# What property ensures that von Neumann entropy is conserved?

So I always had this idea in my mind that unitary evolution in quantum mechanics conserves information (or in other words von Neumann entropy) because unitary evolution preserves the trace. But this cannot be true because general evolution with a superoperator ($$\\rho \rightarrow \rho'$$) of a mixed state does not preserve information and is also trace preserving!

So what property of unitary evolution preserves the von Neumann entropy? As it is defined as $$S = -tr(\rho \log \rho)$$ and we can always bring this in diagonal form $$S= -\sum_i \lambda_i \log \lambda_i$$, I would expect unitary evolution to preserve the eigenvalues? But I don't find any thing related to this online... Does unitarity imply that "eigenvalues" are conserved or what property makes sure that the entropy is conserved?

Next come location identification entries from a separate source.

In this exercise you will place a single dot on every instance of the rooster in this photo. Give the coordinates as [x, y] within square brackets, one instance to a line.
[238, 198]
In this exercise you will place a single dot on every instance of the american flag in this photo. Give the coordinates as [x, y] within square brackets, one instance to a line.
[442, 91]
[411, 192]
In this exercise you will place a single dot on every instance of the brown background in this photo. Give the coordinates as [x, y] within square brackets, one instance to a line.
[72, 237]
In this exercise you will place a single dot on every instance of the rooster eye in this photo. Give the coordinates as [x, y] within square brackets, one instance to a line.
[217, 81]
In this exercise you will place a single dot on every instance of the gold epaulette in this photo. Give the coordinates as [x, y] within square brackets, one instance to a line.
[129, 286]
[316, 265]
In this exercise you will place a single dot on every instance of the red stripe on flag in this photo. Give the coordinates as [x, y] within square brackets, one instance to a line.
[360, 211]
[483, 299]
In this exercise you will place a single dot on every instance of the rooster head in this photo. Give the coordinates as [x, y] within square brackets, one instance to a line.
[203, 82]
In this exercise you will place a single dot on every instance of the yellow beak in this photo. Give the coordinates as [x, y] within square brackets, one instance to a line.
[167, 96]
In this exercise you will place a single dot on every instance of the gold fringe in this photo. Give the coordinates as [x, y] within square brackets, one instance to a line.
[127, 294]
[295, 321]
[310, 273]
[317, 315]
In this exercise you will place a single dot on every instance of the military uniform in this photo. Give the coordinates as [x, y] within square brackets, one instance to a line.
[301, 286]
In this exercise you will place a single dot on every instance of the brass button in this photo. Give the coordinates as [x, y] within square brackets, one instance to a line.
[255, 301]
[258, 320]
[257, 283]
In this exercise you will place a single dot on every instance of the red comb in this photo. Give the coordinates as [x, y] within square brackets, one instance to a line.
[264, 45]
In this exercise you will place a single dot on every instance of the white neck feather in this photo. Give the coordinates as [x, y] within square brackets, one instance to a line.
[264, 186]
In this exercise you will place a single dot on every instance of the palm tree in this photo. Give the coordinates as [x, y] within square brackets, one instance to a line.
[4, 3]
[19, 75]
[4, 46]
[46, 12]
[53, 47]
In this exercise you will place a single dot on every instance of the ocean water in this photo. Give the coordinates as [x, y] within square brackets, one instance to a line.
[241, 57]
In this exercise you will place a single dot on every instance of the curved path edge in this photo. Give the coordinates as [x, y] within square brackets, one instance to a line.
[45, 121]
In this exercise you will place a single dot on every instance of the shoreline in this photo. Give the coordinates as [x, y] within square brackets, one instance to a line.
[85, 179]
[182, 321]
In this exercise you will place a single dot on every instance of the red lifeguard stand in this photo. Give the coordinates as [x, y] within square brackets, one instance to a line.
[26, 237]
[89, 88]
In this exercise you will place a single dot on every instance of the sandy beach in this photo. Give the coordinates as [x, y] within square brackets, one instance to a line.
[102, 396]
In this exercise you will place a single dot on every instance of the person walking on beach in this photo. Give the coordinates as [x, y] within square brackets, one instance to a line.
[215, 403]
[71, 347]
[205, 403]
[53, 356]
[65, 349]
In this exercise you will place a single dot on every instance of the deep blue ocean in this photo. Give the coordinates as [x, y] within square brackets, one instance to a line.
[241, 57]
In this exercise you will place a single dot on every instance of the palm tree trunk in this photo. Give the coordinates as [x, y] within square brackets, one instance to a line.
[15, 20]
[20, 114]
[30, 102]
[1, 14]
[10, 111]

Yes, unitarity preserves eigenvalues. This is because the definition of eigenvalues is that any Hermitian matrix $$H$$ can be brought into diagonal form by a unitary $$V$$, $$VHV^\dagger=D,$$ and the diagonal elements of $$D$$ are the eigenvalues. So, now consider $$UHU^\dagger$$. This can be diagonalised by a unitary $$VU^\dagger$$ into the same matrix $$D$$: $$(VU^\dagger)UHU^\dagger(VU^\dagger)^\dagger=VU^\dagger UHU^\dagger UV^\dagger=VHV^\dagger=D.$$ Hence the eigenvalues are the same, and the von Neumann entropy is the same.
Having a constrant trace is a necessary condition for preserving the eigenvalues, but is not sufficient - it only ensures that $$\sum_i\lambda_i$$ is constant.